Goldman Sachs also now offers online loans through a separately branded entity dubbed Marcus. It offers unsecured personal loans between $3,500 and $30,000, mainly for the purpose of consolidating credit card debt, and in its first year generated about $1.7 billion in loan volume through that business.
Several other banking companies, including Fifth Third Bancorp, Synovus Financial and Regions Financial, have also boosted consumer lending through a partnership with the fintech firm GreenSky, which offers loans at the point of sale at home improvement stores.
“There’s a range of different fintechs who have come into this space all with slightly different strategies, but generally speaking, what they’ve shown the industry is that there is an appetite on the part of consumers for access to these unsecured personal loans,” said Alex Johnson, a senior manager of solution marketing and sales engagement at FICO.
Craig Schleicher, a senior manager in PricewaterhouseCoopers’ consumer finance group, said that fintechs’ success in attracting customers who want quick loan decisions has forced banks to up their game.
“We’ve seen this become a more central part of banks' campaigns to retain their customers and preserve customer relationships,” he said. “That’s led to more investments in digital technologies, improved experience and competition on pricing among traditional bank lenders, as well.”
Barclays has taken a page from fintech lenders’ playbook by making the entire process, from application to funding, entirely digital and giving borrowers’ near-instant decisions on loan applications.
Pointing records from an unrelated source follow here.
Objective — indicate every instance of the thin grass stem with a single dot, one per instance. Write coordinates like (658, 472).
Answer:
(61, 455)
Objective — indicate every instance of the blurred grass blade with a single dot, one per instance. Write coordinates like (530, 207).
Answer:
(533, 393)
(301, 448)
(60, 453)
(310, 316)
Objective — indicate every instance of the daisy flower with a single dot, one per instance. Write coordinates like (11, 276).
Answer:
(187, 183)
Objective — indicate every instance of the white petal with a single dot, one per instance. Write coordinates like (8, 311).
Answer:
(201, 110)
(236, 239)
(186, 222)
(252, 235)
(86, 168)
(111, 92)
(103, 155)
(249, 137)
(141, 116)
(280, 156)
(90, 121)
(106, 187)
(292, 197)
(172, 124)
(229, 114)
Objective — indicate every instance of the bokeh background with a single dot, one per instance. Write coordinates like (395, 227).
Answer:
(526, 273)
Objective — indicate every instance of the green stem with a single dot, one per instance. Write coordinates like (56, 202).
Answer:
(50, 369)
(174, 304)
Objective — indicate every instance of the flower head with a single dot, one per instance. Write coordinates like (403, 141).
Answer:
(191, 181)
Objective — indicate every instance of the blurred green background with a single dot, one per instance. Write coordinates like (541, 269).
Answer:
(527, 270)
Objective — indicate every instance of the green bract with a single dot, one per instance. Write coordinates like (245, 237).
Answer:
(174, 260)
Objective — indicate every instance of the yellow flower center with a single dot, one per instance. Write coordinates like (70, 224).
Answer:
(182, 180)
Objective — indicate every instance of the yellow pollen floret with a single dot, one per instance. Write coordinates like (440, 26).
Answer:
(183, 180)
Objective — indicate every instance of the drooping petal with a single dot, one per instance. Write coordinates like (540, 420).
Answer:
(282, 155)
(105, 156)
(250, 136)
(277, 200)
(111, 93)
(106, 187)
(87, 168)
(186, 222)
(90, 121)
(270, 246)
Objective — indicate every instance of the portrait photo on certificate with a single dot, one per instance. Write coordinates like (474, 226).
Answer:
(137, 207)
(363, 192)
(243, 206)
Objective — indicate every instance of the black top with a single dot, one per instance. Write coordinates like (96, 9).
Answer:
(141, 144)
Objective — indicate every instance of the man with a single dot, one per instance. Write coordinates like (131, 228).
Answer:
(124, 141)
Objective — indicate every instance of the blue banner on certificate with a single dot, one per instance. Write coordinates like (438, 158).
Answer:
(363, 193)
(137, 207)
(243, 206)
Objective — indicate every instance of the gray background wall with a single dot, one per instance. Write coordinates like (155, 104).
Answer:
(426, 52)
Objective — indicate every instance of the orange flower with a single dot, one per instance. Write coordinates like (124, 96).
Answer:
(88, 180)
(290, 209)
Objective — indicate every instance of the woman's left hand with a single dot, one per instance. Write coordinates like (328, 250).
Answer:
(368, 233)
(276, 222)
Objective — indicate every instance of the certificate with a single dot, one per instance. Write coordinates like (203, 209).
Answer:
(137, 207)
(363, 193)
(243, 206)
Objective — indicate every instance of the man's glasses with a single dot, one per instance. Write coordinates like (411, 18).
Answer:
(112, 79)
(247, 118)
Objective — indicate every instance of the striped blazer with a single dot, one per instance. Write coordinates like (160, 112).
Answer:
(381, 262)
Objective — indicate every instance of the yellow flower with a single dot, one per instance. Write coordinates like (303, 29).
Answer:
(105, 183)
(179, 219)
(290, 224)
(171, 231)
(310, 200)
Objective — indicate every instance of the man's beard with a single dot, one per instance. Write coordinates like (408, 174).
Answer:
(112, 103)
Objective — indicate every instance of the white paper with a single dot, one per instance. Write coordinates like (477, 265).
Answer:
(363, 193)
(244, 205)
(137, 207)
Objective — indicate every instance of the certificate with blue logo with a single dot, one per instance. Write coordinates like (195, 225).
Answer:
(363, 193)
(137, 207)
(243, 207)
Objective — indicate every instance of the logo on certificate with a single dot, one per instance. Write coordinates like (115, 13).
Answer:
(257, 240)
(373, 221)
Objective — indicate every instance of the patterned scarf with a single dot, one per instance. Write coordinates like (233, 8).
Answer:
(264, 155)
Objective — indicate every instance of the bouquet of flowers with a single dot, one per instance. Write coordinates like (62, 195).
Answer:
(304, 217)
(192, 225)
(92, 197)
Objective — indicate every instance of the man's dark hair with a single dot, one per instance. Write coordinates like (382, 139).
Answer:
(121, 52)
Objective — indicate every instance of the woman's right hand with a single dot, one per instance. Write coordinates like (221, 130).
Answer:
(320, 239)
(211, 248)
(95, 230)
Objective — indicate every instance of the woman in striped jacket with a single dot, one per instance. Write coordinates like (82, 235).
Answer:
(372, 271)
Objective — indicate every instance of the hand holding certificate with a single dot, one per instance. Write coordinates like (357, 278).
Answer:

It is also adding its own features, like giving borrowers or prospective borrowers access to a customer service representative should they need help during the loan process.
Johnson cautioned that banks getting into this field should fully understand their target market and how borrowers will use their unsecured loans. Even the prime and super-prime businesses are not totally risk-free.
“If you’re targeting consumers who want to refinance credit card debt, what you might find is that some of those consumers may have good credit risk indicators at a high level. When you dig into it, you might find that they’re continuing to pay the minimum on their credit card, but they’re accumulating more debt,” he said. “Their actual risk may be a little steeper than it appears on the surface.”